Opera 11

You probably think about your browser for a couple of minutes a day, tops. After all, it mostly just sits there getting on with its job, while you get on with yours.

Zara Baxter | Thursday, March 31 2011 | 1 Comment

Product type: Web browser
Editors rating: Editor's rating: 4.5

Opera 11

Contact: opera.com

AT A GLANCE
  • Finally adds extensions
  • Fast and responsive
  • Feels a little fiddly or fussy at menu level

Powerful and fast, but navigating the interface may be offputting at first.

Editor's rating: 4.5

You probably think about your browser for a couple of minutes a day, tops. After all, it mostly just sits there getting on with its job, while you get on with yours. But Firefox 4 is just around the corner and Internet Explorer 9 has launched – time to think about whether your current browser is right for you.

Opera has long been known as a browser that sticks assiduously to web standards, even while others cheerfully follow slightly wayward versions of web mark-up. Now, however, former disadvantages for browsers like Opera – such as widespread use of ActiveX controls – have pretty much vanished, leaving the playing field level.

Opera is definitely worth a try on your phone, where the mobile version kicks proverbial butt. But what about the standard version (PC, Mac, and Linux)?

Several years ago Opera had features I wanted that other browsers didn’t offer: tabbed browsing, mouse-gestures, ‘speed dial’ screen of most popular websites, forward button, and even a built-in torrent client. One thing Opera still has exclusively is ‘Paste and go’ (ctrl-shift-V), which simultaneously pastes text into and launches the address bar - which adds several minutes of productivity to my day.

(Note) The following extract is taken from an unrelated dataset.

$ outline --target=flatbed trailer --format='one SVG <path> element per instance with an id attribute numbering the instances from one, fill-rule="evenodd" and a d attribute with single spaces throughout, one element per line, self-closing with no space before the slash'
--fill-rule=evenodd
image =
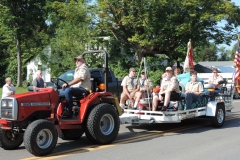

Version 11 adds easier mouse gestures – you can now hold down the right click button of your mouse to see an overlay of the key mouse gestures available. Then just use a flick of your wrist to take action, whether to open a new tab, forward, or follow more advanced sequences of gesture-based navigation.

Extensions – there were around 400 at the time of writing – finally provide Opera with a tool it’s been missing compared to its major competitors. Installation is simple, and the extensions ‘store’ is easy to navigate. I liked the Translate extension to switch languages on the fly, as well as To-Read Sites, which provides a handy place to stack pages I want to save for later.

Also enhanced and updated is behind-the-scenes support for HTML 5, CSS3 and encoding (incorporated into Opera’s ‘Presto’ rendering engine). These help make Opera fast to load tabs, windows and pages.

My favourite change, though, has to be tab-stacking, which groups my always-innumerable tabs, simply by dragging and dropping them on top of each other. This allows me to quickly convert my 30+ open tabs into four or five sets, then access individual tabs just by clicking a drop down arrow next to the top tab in the group. I like that you can reorder tabs within a stack, but I wish there were easier ways to work with the stacks, such as to pin all or close all.

And it’s at this point that I realise that while Opera is full of nifty features, it often implements them in ways that make me want even more. The developers at Opera work to make Opera everything you could ever want in a browser, but the result sometimes makes it too difficult to remember all the nifty aspects that really should win people over.

As a result, it’s a tinkerer’s browser; fantastically customisable – if you spend time with it, and hide the bits you don’t use – fast, sleek, stable and a comfortable fit for your personal browsing preferences. Sadly, however, many of us don’t have the time to spend to learn all its features, and it’s a shame, because Opera rewards the extra effort.

It will take me a couple of months to see if it displaces Chrome, my current browser of choice, but I definitely want to give it the opportunity to do so. I hope some of you will, too.
1 Comment
old logo Why are you using the old opera logo on the homepage, they changed it to a much nicer looking one a while go?